By the early ’90s, however, that type of 2D gaming was already on its way out. Sony and Nintendo were releasing consoles that could process way more information than earlier computers could; game designers could work with millions of colors, versus, in some cases, fewer than a dozen. In terms of market appeal, the new 3D art was more advanced, more technologically impressive, and way, way sexier. In a span of years, pixel art was something of a fringe pursuit: the realm of nostalgic geeks, perhaps, and of art collectives like eBoy, but certainly far outside the commercial and artistic mainstreams.

… So why in the world is this stuff cool again now?

Like many seemingly random and less-than-intuitive trends, pixel art owes its renaissance to a confluence of factors. The largest may very well be economic: Video gaming — the industry that fostered pixel art, to begin with — has undergone a massive change in funding models over the past five years.

Most commercial games, of course, are still massive corporate operations, not unlike Hollywood movies. But Kickstarter and other crowdfunding platforms have empowered independent artists to make their own games outside of the system, according not to commercial pressures — but to the whims and aesthetics of a passionate few. (When “you remove video games from the publisher model and start treating it like any other art form,” Robert Brockway gushed in Cracked in 2012, “… your desperate, fevered fan dreams [become] reality.”)

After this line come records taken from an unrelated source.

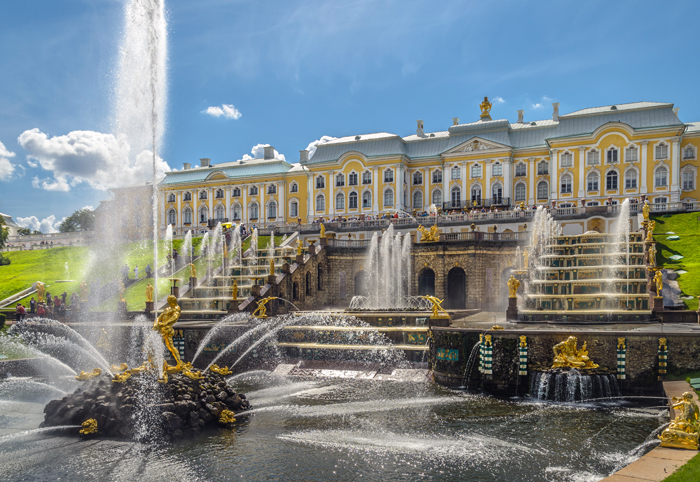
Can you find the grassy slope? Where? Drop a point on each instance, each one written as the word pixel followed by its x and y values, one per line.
pixel 684 225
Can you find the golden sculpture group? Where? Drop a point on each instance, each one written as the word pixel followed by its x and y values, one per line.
pixel 682 433
pixel 567 355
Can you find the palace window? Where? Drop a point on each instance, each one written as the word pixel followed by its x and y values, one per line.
pixel 661 177
pixel 340 201
pixel 593 181
pixel 352 200
pixel 417 200
pixel 566 184
pixel 661 151
pixel 593 158
pixel 388 198
pixel 567 159
pixel 366 200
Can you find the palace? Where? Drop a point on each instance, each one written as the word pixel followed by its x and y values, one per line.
pixel 590 157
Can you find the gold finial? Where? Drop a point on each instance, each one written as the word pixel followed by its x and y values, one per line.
pixel 485 107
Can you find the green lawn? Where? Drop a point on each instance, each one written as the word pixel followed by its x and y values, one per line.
pixel 686 226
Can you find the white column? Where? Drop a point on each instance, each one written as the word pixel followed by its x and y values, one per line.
pixel 643 187
pixel 532 198
pixel 554 175
pixel 581 172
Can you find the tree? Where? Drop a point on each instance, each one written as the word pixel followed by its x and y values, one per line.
pixel 81 220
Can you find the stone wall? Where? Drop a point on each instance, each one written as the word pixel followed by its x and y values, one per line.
pixel 642 370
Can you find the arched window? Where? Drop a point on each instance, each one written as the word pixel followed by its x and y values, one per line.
pixel 340 201
pixel 352 200
pixel 566 184
pixel 219 213
pixel 253 211
pixel 593 181
pixel 366 200
pixel 388 198
pixel 418 200
pixel 661 177
pixel 437 198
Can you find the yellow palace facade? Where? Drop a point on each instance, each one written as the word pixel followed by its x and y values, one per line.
pixel 594 156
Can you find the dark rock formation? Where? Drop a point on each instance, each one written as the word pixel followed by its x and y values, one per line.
pixel 142 408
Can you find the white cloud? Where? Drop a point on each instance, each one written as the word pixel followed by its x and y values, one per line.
pixel 46 225
pixel 258 152
pixel 101 160
pixel 6 167
pixel 226 110
pixel 312 146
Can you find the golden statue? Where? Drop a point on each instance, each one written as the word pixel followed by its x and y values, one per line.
pixel 164 325
pixel 261 310
pixel 87 376
pixel 40 292
pixel 513 285
pixel 89 427
pixel 485 107
pixel 659 280
pixel 567 355
pixel 429 236
pixel 436 308
pixel 645 210
pixel 220 370
pixel 682 433
pixel 652 255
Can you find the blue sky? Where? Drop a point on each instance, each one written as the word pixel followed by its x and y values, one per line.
pixel 296 71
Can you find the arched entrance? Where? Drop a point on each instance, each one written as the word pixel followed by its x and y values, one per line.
pixel 426 282
pixel 456 288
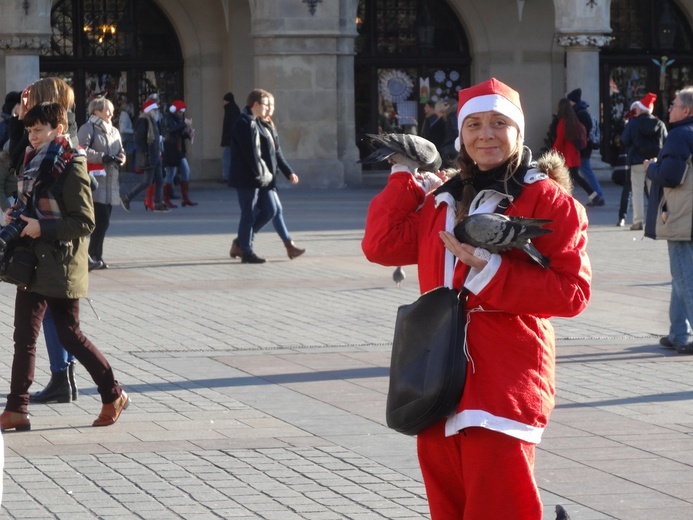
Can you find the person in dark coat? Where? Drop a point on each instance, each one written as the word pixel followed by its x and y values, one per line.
pixel 643 138
pixel 580 107
pixel 231 113
pixel 55 190
pixel 253 161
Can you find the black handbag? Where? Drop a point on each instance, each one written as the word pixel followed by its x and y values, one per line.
pixel 428 364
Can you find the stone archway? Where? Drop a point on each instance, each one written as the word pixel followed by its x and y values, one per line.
pixel 407 53
pixel 123 49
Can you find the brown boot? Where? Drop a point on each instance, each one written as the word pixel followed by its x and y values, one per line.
pixel 236 250
pixel 167 197
pixel 15 421
pixel 185 200
pixel 149 199
pixel 110 412
pixel 292 250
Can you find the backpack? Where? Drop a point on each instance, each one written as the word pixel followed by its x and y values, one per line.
pixel 581 139
pixel 595 137
pixel 647 145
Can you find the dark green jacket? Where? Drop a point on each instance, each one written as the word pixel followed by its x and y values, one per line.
pixel 62 248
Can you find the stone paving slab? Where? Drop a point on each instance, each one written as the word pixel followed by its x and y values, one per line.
pixel 258 392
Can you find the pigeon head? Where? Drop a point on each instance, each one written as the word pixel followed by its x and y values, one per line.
pixel 411 150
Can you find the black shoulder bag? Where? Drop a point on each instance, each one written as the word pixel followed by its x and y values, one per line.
pixel 428 365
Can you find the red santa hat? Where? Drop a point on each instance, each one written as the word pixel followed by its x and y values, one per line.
pixel 646 103
pixel 178 106
pixel 490 95
pixel 149 105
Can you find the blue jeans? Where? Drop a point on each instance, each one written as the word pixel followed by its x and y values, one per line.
pixel 150 175
pixel 58 357
pixel 226 163
pixel 184 168
pixel 275 208
pixel 681 304
pixel 256 211
pixel 590 177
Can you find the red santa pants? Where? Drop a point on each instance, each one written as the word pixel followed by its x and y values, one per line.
pixel 478 474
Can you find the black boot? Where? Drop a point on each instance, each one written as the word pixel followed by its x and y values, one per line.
pixel 71 379
pixel 57 390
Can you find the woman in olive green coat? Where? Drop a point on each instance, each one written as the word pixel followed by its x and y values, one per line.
pixel 55 189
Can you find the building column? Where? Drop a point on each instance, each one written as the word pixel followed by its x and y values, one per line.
pixel 305 57
pixel 25 29
pixel 582 65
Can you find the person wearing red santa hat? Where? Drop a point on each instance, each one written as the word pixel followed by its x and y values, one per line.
pixel 148 159
pixel 643 138
pixel 478 463
pixel 178 130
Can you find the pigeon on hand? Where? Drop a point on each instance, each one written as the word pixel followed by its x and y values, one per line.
pixel 496 232
pixel 410 150
pixel 398 276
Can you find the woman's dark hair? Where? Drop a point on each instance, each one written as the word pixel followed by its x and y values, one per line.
pixel 255 96
pixel 51 114
pixel 569 117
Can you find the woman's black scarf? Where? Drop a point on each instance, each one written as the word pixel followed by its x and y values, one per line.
pixel 491 179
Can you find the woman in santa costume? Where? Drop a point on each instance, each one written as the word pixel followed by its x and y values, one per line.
pixel 479 462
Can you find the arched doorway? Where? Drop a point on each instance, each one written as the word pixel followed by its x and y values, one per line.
pixel 407 53
pixel 119 48
pixel 650 52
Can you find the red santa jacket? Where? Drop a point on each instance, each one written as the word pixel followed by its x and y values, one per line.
pixel 510 381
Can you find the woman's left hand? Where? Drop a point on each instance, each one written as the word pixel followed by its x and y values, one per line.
pixel 32 229
pixel 464 252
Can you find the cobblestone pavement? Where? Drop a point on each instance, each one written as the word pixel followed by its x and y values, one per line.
pixel 258 391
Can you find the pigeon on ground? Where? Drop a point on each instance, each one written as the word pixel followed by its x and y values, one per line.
pixel 411 150
pixel 398 276
pixel 496 232
pixel 561 513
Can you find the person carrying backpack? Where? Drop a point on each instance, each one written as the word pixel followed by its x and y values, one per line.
pixel 643 138
pixel 592 127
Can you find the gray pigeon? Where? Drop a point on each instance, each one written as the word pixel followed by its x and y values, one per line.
pixel 411 150
pixel 495 233
pixel 398 276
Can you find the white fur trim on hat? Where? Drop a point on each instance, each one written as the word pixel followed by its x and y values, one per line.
pixel 493 102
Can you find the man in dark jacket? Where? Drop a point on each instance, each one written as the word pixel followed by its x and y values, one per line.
pixel 580 107
pixel 670 216
pixel 231 114
pixel 253 162
pixel 643 138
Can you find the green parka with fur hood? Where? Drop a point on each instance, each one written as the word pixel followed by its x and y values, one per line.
pixel 62 248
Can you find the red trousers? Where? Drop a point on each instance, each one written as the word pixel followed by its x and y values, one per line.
pixel 478 474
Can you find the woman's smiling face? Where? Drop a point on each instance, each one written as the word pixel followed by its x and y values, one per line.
pixel 490 138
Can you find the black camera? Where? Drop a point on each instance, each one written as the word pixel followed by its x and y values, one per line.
pixel 18 261
pixel 9 235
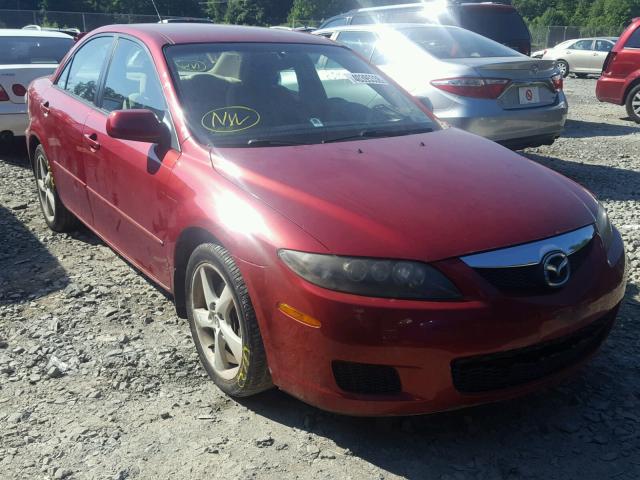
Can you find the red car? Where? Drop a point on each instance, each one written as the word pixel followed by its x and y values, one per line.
pixel 319 228
pixel 620 80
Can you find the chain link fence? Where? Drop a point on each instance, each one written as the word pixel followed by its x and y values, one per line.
pixel 547 37
pixel 82 21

Fans dreamt, in many cases, of throwback pixel art like the ones they saw as kids: At least three dozen Kickstarter-funded games have featured it prominently. The 2D game-maker Nick Wozniak, whose Shovel Knight raised $311,000 on the site in 2013, even went to far as to credit crowdfunding for the genre’s resurgence.

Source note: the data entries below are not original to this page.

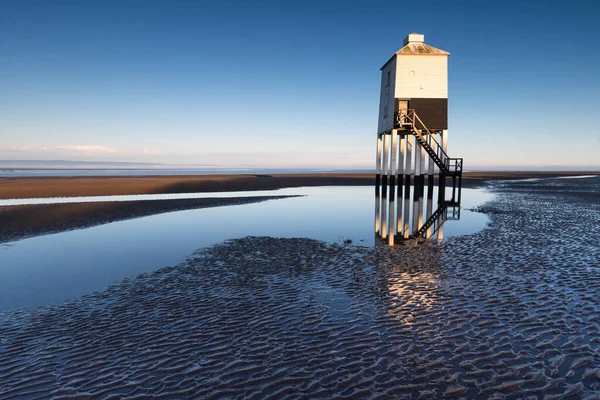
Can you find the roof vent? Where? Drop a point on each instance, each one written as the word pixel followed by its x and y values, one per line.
pixel 414 38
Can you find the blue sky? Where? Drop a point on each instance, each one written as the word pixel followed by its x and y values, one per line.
pixel 290 83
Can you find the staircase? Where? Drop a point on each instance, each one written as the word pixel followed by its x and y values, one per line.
pixel 409 120
pixel 440 215
pixel 448 167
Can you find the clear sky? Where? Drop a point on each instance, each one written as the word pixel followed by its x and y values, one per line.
pixel 290 83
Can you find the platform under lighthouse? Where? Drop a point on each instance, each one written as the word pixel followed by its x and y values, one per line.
pixel 412 145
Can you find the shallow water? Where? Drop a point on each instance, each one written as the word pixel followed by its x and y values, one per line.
pixel 510 312
pixel 52 268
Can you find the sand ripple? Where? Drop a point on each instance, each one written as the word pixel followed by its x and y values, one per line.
pixel 510 312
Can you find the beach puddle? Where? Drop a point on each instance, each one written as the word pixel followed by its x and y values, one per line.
pixel 509 312
pixel 52 268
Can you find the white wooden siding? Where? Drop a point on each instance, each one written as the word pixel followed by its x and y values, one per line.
pixel 421 77
pixel 386 97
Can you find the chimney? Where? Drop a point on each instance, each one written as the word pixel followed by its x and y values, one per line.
pixel 414 38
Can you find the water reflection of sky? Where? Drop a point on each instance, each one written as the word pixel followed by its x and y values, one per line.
pixel 49 269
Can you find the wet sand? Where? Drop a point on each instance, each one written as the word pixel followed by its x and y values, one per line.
pixel 511 312
pixel 19 222
pixel 19 188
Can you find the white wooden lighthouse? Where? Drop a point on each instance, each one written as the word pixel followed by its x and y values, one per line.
pixel 412 144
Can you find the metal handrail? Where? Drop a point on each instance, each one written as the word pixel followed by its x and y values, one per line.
pixel 410 116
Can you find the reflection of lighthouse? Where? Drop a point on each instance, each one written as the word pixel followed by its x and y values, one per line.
pixel 412 142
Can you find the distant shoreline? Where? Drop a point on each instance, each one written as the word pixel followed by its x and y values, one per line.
pixel 40 187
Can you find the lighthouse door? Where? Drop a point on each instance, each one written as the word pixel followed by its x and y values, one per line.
pixel 403 111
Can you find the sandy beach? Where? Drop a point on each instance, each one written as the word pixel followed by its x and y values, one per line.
pixel 18 222
pixel 19 188
pixel 509 312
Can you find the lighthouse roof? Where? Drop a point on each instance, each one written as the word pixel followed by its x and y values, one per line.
pixel 414 46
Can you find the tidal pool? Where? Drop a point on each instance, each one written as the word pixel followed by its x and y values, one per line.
pixel 49 269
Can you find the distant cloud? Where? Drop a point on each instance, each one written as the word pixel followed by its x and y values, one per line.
pixel 89 149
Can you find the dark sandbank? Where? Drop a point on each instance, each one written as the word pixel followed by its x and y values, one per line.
pixel 19 188
pixel 510 312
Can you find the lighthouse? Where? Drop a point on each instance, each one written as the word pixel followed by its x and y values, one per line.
pixel 412 145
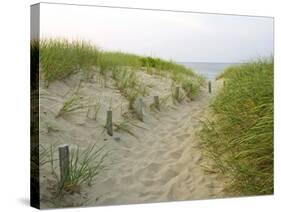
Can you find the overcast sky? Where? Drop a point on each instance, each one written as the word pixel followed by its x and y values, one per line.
pixel 182 37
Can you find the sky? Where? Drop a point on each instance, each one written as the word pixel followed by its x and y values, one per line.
pixel 179 36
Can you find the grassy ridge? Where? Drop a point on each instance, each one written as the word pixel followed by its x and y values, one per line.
pixel 60 58
pixel 240 136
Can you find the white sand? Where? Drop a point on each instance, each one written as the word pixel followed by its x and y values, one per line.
pixel 162 162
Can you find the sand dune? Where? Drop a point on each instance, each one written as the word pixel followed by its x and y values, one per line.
pixel 160 162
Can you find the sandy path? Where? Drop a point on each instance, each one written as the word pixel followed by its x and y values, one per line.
pixel 163 164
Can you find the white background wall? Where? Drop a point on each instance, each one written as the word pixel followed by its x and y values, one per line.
pixel 14 106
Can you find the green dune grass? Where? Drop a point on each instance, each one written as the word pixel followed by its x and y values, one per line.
pixel 60 58
pixel 239 137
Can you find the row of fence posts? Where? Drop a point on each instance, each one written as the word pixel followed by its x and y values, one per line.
pixel 64 149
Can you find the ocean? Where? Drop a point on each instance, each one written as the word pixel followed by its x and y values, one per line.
pixel 209 70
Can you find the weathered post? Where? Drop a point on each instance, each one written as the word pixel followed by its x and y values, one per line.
pixel 109 123
pixel 177 93
pixel 139 109
pixel 156 102
pixel 64 163
pixel 210 86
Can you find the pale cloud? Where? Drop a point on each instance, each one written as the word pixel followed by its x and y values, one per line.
pixel 170 35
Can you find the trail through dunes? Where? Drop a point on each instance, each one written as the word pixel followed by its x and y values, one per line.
pixel 164 164
pixel 160 161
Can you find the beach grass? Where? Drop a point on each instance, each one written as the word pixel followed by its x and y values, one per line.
pixel 59 58
pixel 239 137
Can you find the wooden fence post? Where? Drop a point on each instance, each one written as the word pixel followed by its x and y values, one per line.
pixel 156 102
pixel 210 86
pixel 139 109
pixel 64 163
pixel 109 123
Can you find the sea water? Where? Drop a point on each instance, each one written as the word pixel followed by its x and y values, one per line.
pixel 209 70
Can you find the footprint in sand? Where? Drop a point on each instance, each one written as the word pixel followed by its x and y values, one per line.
pixel 183 136
pixel 176 154
pixel 168 175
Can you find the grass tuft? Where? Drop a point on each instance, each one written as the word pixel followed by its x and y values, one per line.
pixel 239 138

But Kickstarter wasn’t, needless to say, the only site responsible. The emergence of niche online art communities in the early and mid-aughts — think DeviantArt (2000), PixelJoint (2004) and r/pixelart (2006) — solidified disparate fans into an actual community, fomenting an interest in this antiquated art form even after it faded from the mainstream. And the resurgence of the animated GIF, itself an antiquated arm form, allowed fans to easily capture and share old 2D art anew: The GIF, according to fan site 2D Will Never Die is the reason pixel-art stayed “cool.”

Mix all those things together and plop them in front of the early Millenial and late Gen X gamers who grew up playing early Nintendo and are are just now coming of age … and you end up with a perfect storm of nostalgia, community and capital. The world has never been more ready for pixel art on dollar bills — or, apparently, anywhere else.

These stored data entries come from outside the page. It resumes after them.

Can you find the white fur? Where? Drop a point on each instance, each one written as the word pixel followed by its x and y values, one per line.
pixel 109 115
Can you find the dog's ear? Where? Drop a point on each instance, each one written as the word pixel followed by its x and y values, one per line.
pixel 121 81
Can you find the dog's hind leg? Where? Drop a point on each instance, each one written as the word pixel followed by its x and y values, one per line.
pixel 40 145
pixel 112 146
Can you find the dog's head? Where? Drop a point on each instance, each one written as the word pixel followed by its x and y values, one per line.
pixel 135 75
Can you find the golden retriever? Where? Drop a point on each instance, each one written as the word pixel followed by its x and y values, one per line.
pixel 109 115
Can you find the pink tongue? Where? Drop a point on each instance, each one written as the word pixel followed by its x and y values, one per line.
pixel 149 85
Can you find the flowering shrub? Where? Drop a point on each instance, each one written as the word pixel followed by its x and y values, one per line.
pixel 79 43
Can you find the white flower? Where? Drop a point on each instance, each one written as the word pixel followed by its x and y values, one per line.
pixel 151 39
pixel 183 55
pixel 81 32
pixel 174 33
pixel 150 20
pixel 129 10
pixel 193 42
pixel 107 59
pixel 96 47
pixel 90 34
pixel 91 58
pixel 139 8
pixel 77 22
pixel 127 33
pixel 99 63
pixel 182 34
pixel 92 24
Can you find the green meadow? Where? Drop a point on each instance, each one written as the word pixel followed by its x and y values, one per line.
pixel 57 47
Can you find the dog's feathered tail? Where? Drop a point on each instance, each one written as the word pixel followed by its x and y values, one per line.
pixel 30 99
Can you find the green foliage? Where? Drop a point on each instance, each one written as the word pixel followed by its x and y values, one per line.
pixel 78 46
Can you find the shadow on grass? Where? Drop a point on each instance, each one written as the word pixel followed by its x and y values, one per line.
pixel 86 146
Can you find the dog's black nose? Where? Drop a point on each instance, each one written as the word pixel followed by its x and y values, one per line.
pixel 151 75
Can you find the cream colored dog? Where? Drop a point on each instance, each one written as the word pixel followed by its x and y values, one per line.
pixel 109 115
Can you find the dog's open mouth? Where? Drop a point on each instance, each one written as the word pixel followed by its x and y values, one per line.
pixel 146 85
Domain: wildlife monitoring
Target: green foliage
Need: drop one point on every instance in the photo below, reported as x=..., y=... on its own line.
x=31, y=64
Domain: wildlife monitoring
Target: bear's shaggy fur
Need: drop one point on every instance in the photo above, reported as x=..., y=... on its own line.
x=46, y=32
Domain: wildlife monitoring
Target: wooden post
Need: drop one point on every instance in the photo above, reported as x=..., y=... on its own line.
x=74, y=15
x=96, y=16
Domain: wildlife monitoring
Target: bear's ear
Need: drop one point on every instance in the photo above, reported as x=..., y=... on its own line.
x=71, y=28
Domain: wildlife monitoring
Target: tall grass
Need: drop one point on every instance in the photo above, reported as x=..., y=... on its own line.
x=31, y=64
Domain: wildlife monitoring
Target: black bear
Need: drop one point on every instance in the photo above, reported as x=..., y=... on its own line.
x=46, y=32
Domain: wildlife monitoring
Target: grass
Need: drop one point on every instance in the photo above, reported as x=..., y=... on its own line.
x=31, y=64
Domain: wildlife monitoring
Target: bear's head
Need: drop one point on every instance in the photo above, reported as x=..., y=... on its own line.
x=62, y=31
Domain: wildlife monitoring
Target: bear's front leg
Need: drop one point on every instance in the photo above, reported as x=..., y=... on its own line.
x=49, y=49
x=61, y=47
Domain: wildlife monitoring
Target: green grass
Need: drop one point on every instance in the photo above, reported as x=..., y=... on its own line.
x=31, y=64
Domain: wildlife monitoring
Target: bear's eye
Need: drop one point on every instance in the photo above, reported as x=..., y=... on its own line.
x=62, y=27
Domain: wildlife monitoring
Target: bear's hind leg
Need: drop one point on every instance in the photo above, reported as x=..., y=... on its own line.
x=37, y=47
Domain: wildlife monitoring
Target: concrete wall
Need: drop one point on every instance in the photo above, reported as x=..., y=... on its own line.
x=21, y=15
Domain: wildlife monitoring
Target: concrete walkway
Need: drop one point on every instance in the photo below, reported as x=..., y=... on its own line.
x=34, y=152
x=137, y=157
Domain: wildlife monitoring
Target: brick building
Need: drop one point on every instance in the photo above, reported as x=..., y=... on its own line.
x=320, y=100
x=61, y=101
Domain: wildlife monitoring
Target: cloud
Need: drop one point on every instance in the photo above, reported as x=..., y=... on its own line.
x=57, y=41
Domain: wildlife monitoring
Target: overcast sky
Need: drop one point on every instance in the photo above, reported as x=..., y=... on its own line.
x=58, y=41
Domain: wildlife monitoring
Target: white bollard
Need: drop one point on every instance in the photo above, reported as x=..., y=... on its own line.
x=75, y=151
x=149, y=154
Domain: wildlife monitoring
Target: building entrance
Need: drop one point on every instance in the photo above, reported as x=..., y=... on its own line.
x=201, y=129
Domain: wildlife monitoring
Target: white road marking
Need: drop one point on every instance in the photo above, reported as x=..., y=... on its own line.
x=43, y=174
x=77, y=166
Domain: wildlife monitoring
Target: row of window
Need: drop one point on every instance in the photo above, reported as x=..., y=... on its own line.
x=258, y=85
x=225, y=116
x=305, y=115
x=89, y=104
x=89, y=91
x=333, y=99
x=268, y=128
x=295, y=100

Alas, the designer Frodlund doesn’t quite see it that way: In an interview with the Creators Project, he pleaded ignorance on the current state of pixel art and said his firm’s designs had as much in common with video games as they did with ancient Mesopotamian mosaics.

That may seem to undersell the current movement … but it also makes a good point. There is something universally, timelessly appealing about the pixel, despite its modern connotations: it’s in the starkness, the simplicity, the play of a muted palette and pared-down geometric shapes. Whether in cross stitch, Chasm or on the kroner, that will always be pretty cool.